Colorado is a wonderful place for active athletes and people who love health and adventure. With events like the Denver Challenge urban adventure race, you can usually find something nearby that challenges you. This particular race, taking place June 20, 2015, is a team event that combines running with fun puzzle-solving to complete the course. One painful puzzle that challenges many runners—beginners and experienced racers alike—is shin splints. Anyone can get them, but you certainly don’t have to if you know how to prevent them. Knowing how runners get shin splints can help you avoid the painful problem altogether and enjoy your race, or any other activities, without discomfort.
Shin splints are an overuse injury that plague many runners. They’re particularly common with beginners, who have a high risk of overworking their shins. They aren’t exclusive to newbies, however, which just goes to show that many runners take for granted how the problem is developed and how they can prevent it.

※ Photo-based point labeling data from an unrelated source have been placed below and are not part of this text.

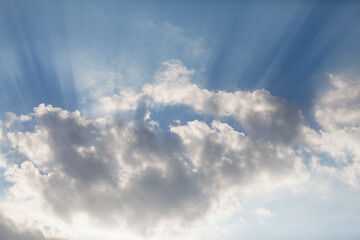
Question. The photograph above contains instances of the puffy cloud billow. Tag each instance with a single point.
(68, 173)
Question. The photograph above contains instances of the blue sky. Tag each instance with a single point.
(283, 75)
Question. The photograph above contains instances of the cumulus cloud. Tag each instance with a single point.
(261, 114)
(8, 231)
(118, 174)
(336, 143)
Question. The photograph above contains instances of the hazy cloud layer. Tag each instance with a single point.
(132, 175)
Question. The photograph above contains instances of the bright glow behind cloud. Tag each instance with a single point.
(128, 179)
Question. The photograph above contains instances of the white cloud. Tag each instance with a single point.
(263, 212)
(121, 177)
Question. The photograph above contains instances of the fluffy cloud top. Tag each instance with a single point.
(116, 174)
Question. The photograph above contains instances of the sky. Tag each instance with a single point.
(179, 120)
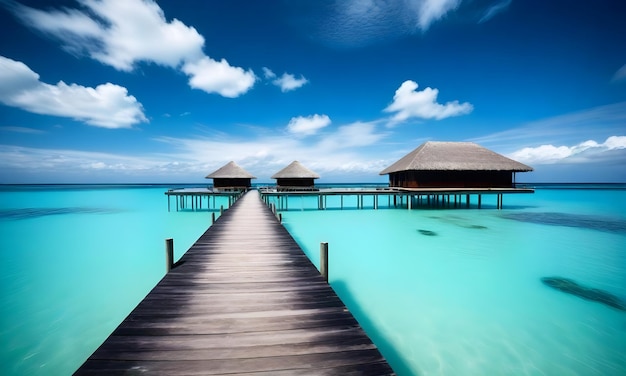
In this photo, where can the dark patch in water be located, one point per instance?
(571, 287)
(427, 232)
(29, 213)
(459, 221)
(592, 222)
(476, 227)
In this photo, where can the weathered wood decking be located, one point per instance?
(244, 300)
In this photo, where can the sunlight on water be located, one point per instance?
(459, 292)
(75, 263)
(440, 291)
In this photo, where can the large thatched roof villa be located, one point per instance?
(453, 165)
(231, 176)
(295, 176)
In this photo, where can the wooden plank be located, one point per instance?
(244, 300)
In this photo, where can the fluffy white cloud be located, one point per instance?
(353, 135)
(339, 155)
(268, 73)
(106, 105)
(123, 33)
(309, 125)
(580, 153)
(408, 102)
(429, 11)
(119, 33)
(286, 82)
(219, 77)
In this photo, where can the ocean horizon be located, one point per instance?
(441, 291)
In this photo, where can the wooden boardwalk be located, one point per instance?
(244, 300)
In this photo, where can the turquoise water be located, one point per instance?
(441, 291)
(458, 291)
(75, 261)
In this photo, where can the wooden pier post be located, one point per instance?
(169, 254)
(324, 260)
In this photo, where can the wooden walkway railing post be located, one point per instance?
(324, 260)
(243, 300)
(169, 254)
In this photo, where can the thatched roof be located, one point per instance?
(454, 156)
(230, 170)
(295, 170)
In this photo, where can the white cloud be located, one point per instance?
(124, 33)
(288, 82)
(620, 75)
(581, 153)
(268, 73)
(495, 9)
(119, 33)
(218, 77)
(339, 155)
(598, 122)
(309, 125)
(21, 130)
(429, 11)
(106, 105)
(410, 103)
(353, 135)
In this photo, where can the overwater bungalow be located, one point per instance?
(453, 165)
(231, 176)
(295, 177)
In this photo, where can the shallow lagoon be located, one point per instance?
(459, 292)
(441, 291)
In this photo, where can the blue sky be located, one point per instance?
(137, 91)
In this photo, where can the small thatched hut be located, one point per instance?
(295, 176)
(231, 176)
(453, 165)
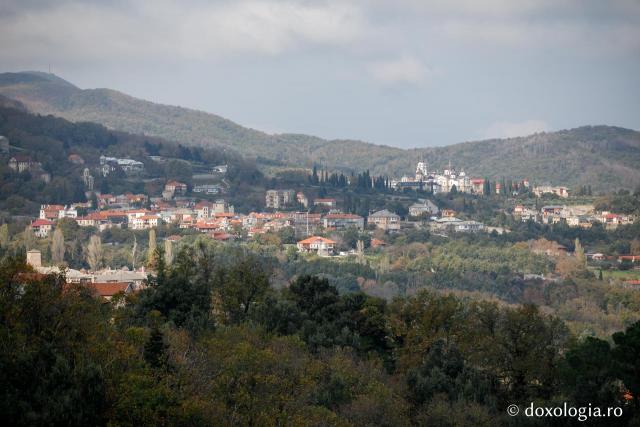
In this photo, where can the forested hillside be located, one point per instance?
(50, 141)
(602, 156)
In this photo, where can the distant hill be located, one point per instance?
(59, 151)
(605, 157)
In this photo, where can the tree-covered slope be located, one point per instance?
(604, 157)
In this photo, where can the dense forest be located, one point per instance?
(210, 342)
(601, 156)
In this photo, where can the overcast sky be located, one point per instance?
(404, 73)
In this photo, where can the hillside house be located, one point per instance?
(320, 245)
(327, 203)
(277, 199)
(540, 191)
(340, 221)
(422, 209)
(42, 227)
(22, 163)
(385, 220)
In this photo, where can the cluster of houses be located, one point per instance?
(105, 283)
(584, 216)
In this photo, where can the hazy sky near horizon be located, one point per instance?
(407, 73)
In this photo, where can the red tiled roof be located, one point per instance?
(314, 239)
(40, 222)
(109, 289)
(343, 216)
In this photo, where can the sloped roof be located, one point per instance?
(383, 214)
(316, 239)
(109, 289)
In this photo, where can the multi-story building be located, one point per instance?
(42, 227)
(339, 221)
(562, 192)
(320, 245)
(424, 208)
(277, 199)
(385, 220)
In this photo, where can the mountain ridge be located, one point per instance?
(579, 156)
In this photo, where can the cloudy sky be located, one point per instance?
(407, 73)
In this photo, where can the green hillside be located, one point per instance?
(605, 157)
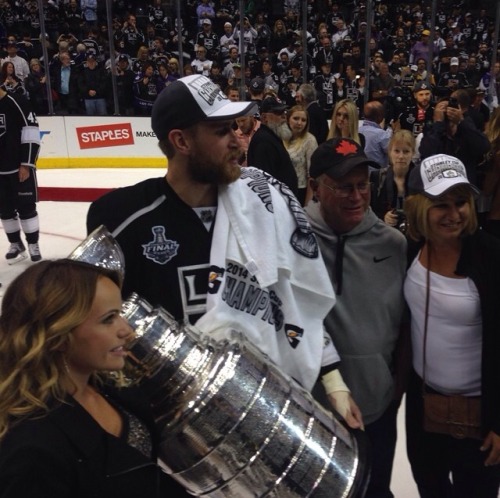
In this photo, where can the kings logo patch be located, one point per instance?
(160, 250)
(294, 334)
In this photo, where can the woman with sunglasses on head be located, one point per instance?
(66, 427)
(345, 122)
(452, 289)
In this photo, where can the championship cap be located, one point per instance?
(257, 84)
(437, 174)
(337, 157)
(190, 100)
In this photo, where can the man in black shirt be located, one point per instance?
(19, 146)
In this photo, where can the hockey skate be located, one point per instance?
(34, 250)
(16, 253)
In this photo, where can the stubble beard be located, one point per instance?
(282, 130)
(205, 170)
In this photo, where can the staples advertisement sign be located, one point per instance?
(109, 135)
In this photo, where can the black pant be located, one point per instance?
(436, 457)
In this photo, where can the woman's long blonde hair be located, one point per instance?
(40, 309)
(352, 111)
(493, 130)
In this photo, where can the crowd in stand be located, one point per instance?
(146, 50)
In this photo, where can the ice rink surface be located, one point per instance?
(62, 226)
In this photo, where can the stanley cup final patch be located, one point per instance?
(160, 250)
(294, 334)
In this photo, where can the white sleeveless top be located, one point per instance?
(454, 331)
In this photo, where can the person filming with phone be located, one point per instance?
(455, 134)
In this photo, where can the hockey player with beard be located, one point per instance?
(225, 247)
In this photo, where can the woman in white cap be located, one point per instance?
(453, 292)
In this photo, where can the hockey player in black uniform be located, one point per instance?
(19, 146)
(225, 247)
(421, 113)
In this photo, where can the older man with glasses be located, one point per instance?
(266, 150)
(366, 261)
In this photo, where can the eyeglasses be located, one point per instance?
(344, 191)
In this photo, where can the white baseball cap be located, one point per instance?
(437, 174)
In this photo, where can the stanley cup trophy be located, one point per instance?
(231, 423)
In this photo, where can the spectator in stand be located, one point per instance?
(247, 126)
(382, 84)
(422, 74)
(232, 93)
(92, 85)
(205, 11)
(420, 113)
(173, 66)
(226, 43)
(216, 76)
(324, 84)
(376, 136)
(345, 122)
(464, 102)
(390, 183)
(21, 65)
(201, 65)
(300, 147)
(279, 37)
(142, 57)
(37, 88)
(366, 263)
(226, 11)
(73, 16)
(256, 90)
(209, 39)
(491, 184)
(351, 86)
(64, 81)
(9, 79)
(89, 12)
(452, 80)
(132, 36)
(455, 135)
(318, 123)
(421, 48)
(145, 90)
(249, 34)
(228, 71)
(164, 78)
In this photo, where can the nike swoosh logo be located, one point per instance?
(379, 260)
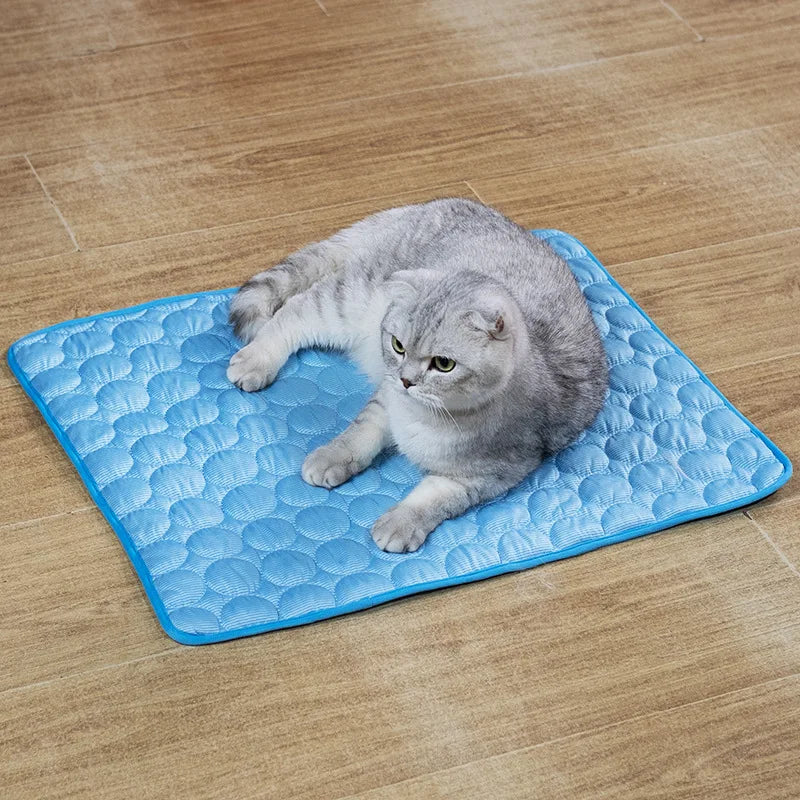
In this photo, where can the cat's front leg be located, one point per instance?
(256, 364)
(353, 450)
(304, 320)
(404, 527)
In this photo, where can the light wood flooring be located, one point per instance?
(152, 148)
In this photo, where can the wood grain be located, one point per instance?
(714, 18)
(352, 704)
(781, 523)
(36, 30)
(219, 174)
(29, 225)
(37, 477)
(71, 601)
(663, 199)
(738, 746)
(769, 392)
(189, 144)
(301, 58)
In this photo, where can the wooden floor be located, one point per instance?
(153, 148)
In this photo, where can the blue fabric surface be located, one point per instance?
(201, 481)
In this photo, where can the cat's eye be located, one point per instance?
(443, 364)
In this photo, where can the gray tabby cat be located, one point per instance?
(480, 343)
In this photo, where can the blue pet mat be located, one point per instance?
(202, 481)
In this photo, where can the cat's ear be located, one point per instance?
(493, 317)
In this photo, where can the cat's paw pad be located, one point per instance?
(329, 466)
(251, 369)
(398, 532)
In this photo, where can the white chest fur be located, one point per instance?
(428, 441)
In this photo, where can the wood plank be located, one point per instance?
(41, 483)
(301, 58)
(741, 745)
(781, 522)
(727, 305)
(29, 225)
(426, 683)
(715, 18)
(220, 174)
(768, 393)
(71, 601)
(664, 199)
(34, 30)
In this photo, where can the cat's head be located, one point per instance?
(448, 341)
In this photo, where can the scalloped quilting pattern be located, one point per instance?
(201, 481)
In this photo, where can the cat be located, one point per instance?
(483, 352)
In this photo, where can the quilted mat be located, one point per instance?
(201, 481)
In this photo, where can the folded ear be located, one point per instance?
(494, 315)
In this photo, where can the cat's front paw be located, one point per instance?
(399, 531)
(329, 466)
(251, 369)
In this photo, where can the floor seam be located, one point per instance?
(371, 98)
(102, 668)
(783, 557)
(700, 37)
(54, 204)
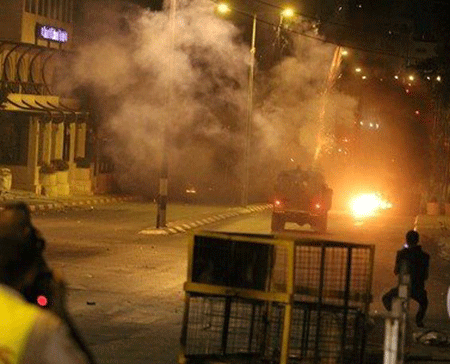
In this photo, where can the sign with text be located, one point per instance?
(51, 33)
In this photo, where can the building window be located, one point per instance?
(14, 139)
(41, 7)
(28, 6)
(31, 6)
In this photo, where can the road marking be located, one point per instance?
(153, 232)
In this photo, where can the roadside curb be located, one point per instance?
(182, 227)
(439, 222)
(38, 207)
(437, 227)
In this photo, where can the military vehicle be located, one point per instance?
(302, 197)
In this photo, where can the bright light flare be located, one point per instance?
(223, 8)
(288, 13)
(367, 205)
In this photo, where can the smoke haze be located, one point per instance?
(128, 69)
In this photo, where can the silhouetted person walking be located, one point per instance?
(416, 262)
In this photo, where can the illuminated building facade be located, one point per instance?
(44, 133)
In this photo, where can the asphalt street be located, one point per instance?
(125, 288)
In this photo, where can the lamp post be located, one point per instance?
(248, 125)
(286, 13)
(164, 171)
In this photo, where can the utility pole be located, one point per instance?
(249, 116)
(161, 220)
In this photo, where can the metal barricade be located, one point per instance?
(260, 299)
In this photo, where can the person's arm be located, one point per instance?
(426, 267)
(397, 263)
(61, 349)
(50, 342)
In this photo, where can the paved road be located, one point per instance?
(126, 288)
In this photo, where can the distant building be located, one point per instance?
(44, 132)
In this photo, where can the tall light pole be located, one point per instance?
(161, 220)
(249, 122)
(286, 13)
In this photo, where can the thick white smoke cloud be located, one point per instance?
(130, 67)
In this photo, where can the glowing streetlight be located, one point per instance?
(223, 8)
(286, 13)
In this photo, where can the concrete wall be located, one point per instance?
(10, 19)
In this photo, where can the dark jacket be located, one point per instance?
(417, 263)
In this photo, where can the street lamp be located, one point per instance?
(161, 213)
(285, 13)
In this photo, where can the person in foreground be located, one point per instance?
(416, 262)
(30, 334)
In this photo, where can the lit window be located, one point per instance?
(41, 6)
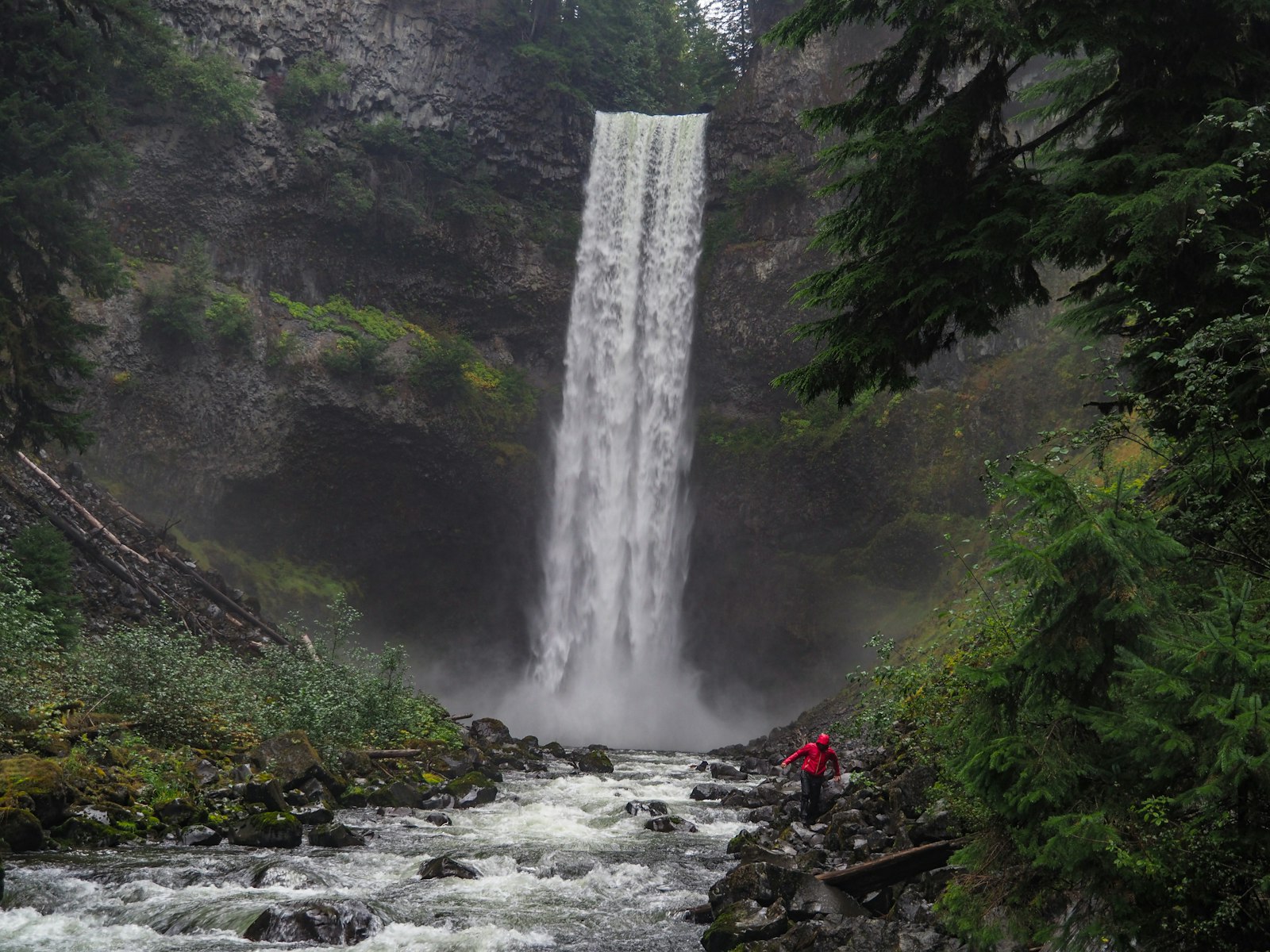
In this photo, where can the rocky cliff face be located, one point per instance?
(814, 528)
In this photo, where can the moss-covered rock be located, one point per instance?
(87, 831)
(471, 790)
(268, 829)
(595, 762)
(37, 785)
(21, 829)
(294, 761)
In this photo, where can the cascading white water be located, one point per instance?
(607, 634)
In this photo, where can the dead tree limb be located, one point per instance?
(88, 517)
(219, 597)
(863, 879)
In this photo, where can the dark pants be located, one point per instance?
(812, 785)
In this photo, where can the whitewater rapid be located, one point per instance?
(563, 867)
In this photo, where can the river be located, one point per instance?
(563, 866)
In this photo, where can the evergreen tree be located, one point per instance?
(64, 67)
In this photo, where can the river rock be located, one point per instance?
(177, 812)
(753, 797)
(471, 790)
(343, 923)
(334, 835)
(315, 816)
(743, 922)
(84, 831)
(21, 829)
(653, 808)
(442, 867)
(36, 785)
(670, 824)
(268, 829)
(294, 761)
(200, 837)
(268, 793)
(710, 791)
(489, 731)
(594, 762)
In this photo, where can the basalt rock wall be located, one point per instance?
(813, 528)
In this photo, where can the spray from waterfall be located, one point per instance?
(607, 630)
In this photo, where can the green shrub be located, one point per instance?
(211, 89)
(44, 556)
(308, 84)
(355, 357)
(437, 367)
(230, 317)
(175, 309)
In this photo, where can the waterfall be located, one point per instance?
(607, 631)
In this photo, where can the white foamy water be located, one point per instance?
(563, 867)
(607, 641)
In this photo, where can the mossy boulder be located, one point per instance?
(268, 829)
(745, 922)
(471, 790)
(21, 829)
(399, 793)
(87, 831)
(595, 762)
(37, 785)
(294, 761)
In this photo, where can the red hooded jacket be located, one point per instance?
(816, 761)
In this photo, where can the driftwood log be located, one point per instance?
(863, 879)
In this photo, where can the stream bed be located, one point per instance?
(562, 866)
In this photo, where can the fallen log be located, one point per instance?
(219, 597)
(79, 508)
(863, 879)
(408, 754)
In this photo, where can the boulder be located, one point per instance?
(177, 812)
(294, 761)
(315, 816)
(200, 837)
(343, 923)
(653, 808)
(753, 797)
(399, 793)
(471, 790)
(268, 829)
(334, 835)
(743, 922)
(670, 824)
(442, 867)
(594, 762)
(489, 733)
(710, 791)
(36, 785)
(268, 793)
(21, 829)
(86, 831)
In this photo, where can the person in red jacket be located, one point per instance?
(816, 765)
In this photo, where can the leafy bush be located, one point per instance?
(355, 357)
(230, 317)
(211, 89)
(44, 556)
(177, 308)
(308, 84)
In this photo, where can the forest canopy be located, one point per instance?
(1098, 708)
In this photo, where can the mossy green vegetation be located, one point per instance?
(279, 582)
(169, 689)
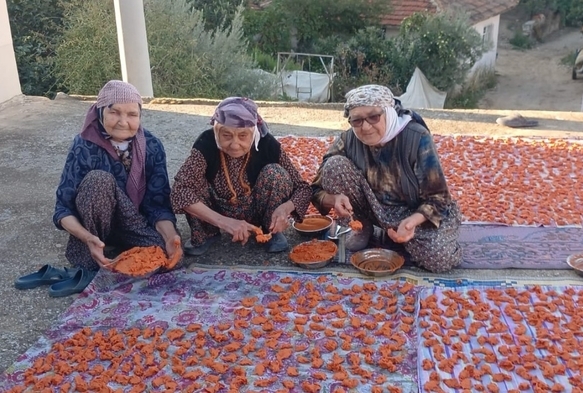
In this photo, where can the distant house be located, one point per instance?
(484, 15)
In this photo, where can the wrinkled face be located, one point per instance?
(121, 121)
(236, 142)
(369, 123)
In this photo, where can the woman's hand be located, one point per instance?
(279, 218)
(96, 247)
(239, 229)
(342, 205)
(406, 230)
(174, 248)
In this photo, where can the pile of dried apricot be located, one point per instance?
(138, 261)
(514, 181)
(304, 335)
(493, 340)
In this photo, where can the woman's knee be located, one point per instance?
(335, 167)
(274, 175)
(99, 180)
(435, 256)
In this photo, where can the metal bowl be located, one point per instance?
(314, 264)
(313, 225)
(377, 262)
(576, 261)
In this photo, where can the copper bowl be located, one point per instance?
(316, 245)
(377, 262)
(313, 225)
(576, 261)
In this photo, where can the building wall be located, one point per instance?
(488, 29)
(9, 82)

When you know the common culprits, though, you can take steps to protect your shins and run safely:
- Overtraining – Running harder, longer, or farther than your body can handle is a sure way to exhaust and stress out your feet and shins. Over time, the excessive stress will inflame your shin tissues.
- Sudden Change in Your Activities – If you suddenly switch from a treadmill to pavement, or start running hills, or add any new factor to your training and don’t condition your feet to handle it, your shins can quickly become overworked.
- Worn Out Shoes – Worn out or poorly fitted shoes don’t support your feet the way they should. Instead of helping you deal with hard impacts, they can contribute to biomechanical problems.
- Biomechanical Issues – Flat feet, rigid arches, and overpronation, among other things, do not absorb hard impacts efficiently. The excess shock instead gets absorbed by your shins.